Okteto, a startup that makes it easier for developers to quickly spin up Kubernetes-based development environments in order to speed up their development process, today announced that it has raised a $15 million Series A funding round.
The round was led by Two Sigma Ventures, with existing investors Haystack, Root Ventures and Uncorrelated Ventures also participating, as well as a number of individual investors, including LaunchDarkly founder and CTO John Kodumal, Replicated founders Grant Miller and Marc Campbell, FingerprintJS founder and CEO Dan Pinto, Bitnami founder Erica Brescia and Mesosphere founder Florian Leibert.
The company, which participated in Y Combinator’s Winter 2019 class, already counts companies like Monday.com, LaunchDarkly and Replicated among its customers.
As Okteto co-founder and CEO Ramiro Berrelleza told me, the idea for the service came from his experience at companies like Microsoft and Atlassian. There, he noticed that Kubernetes and microservices made life easier for operations teams, but not necessarily for developers.
“You have all of these really cool tools for production, deployment, containers, Kubernetes, microservices — but what I saw from my side as a developer was, ‘hey, all this is great, I see why it’s super useful for production — it all makes a lot of sense — but it makes my life as a developer harder,'” he said, comparing today’s development practices with tools like Ruby on Rails or the kinds of server applications he built at Atlassian. When Berrelleza met with his co-founders Pablo Chico de Guzman (CTO), who was previously at Docker, and Ramon Lamana (CPO), who previously worked at Atlassian, they realized that they all faced the exact same problems. As is so often the case, that’s what gave the team the impetus to try to solve this issue once and for all.
The core idea behind Okteto is that the development environment should look exactly like the production environment. “The first key was that we need to give developers access to something that is as close to production as possible — without the complexities of having to wait for things to be deployed and having to go through all this build process,” he said.
With Okteto, developers get remote dev environments running on Kubernetes clusters with all of the microservices, databases and other services that would run in their production environment — and once they are done with their work, they can shut down the environment just as easily.
Berrelleza noted that part of the company’s philosophy is to ensure that its service integrates with a developer’s existing workflow. So if there is already a Docker Compose file that codifies the production environment, Okteto can take that to set up the dev environment, too, for example (or developers can write their own okteto.yml manifests, too).
The team is looking to expand its feature set to go beyond setting up dev environments to also include tools for writing tests, but also to extend its ephemeral environments to more use cases. Last year, it shipped what the company calls “preview environments,” for example, which its customers can use to show off the current state of a project to their own customers, designers or other stakeholders who wouldn’t typically be part of the software development process. “The software development process is not just writing code.
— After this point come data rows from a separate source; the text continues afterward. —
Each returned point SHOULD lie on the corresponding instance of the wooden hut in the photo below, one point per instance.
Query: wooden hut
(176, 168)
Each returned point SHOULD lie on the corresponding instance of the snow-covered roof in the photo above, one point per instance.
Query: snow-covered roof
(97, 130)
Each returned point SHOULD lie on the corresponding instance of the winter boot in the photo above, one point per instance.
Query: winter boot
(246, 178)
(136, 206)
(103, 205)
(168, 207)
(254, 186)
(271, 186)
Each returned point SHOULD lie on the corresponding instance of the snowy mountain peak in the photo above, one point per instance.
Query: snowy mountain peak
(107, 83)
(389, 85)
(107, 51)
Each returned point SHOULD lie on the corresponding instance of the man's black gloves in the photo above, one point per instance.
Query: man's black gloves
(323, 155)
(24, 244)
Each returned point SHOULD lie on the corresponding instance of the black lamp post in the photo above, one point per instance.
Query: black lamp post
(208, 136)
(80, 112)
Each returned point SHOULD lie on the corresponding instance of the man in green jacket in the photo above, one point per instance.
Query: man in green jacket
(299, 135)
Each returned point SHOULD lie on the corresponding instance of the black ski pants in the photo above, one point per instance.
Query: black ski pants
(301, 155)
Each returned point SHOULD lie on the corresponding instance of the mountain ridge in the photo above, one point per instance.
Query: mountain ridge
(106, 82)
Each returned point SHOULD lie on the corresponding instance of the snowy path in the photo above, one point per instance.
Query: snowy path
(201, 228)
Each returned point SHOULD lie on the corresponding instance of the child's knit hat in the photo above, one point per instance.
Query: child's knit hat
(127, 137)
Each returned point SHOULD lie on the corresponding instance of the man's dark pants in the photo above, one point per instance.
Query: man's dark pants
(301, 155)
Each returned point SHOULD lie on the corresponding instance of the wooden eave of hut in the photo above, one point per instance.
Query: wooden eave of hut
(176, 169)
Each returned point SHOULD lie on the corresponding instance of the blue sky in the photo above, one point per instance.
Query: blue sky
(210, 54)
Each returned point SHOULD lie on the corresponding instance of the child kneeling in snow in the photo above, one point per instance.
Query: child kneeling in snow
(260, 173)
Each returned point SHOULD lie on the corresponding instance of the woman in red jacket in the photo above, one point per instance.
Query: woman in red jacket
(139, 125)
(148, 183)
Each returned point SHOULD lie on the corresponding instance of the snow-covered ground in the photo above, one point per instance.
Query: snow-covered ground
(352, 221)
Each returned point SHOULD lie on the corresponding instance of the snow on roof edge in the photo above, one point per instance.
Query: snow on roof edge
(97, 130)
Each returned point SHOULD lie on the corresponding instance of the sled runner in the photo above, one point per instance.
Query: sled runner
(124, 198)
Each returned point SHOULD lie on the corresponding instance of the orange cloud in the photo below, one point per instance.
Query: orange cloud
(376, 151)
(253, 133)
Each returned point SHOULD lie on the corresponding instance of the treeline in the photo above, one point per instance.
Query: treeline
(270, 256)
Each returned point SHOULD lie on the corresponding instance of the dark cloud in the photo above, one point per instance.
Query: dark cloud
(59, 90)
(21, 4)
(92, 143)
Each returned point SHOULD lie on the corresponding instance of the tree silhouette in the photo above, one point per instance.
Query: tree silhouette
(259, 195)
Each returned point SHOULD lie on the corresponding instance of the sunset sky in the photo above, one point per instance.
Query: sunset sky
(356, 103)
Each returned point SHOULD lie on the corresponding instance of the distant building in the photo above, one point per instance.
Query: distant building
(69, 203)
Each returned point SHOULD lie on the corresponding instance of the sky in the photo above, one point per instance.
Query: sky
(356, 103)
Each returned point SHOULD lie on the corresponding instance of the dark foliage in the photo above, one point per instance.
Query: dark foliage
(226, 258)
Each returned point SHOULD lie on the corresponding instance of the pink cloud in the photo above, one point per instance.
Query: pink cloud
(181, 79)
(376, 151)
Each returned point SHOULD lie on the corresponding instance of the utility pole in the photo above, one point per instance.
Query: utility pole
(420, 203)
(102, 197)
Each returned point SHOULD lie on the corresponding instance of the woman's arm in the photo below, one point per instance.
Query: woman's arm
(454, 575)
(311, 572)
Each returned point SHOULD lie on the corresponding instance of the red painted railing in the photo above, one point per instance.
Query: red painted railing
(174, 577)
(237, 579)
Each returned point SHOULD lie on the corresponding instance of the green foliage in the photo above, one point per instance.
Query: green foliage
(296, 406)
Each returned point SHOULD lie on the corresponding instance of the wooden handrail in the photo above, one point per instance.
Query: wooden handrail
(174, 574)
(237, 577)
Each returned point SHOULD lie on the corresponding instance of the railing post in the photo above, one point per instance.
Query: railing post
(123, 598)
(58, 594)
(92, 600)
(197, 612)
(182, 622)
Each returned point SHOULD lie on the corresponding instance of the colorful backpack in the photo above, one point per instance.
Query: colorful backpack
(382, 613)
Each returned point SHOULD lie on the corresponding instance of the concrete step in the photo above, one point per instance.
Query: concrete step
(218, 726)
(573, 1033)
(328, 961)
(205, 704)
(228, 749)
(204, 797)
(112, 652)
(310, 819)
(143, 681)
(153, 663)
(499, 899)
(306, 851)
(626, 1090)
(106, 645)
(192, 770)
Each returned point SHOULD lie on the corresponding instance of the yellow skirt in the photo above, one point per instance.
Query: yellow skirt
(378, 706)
The more you can bring in these people early on in the cycle, the better it is for everyone,” Berrelleza said.
Okteto isn’t the only company tackling this issue. Just yesterday, Signadot launched its service into public beta and it, too, promises to provide developers with faster feedback loops thanks to its ability to quickly spin up production-like environments for testing. Both companies take slightly different approaches to this from a technical perspective, but their goals are very similar.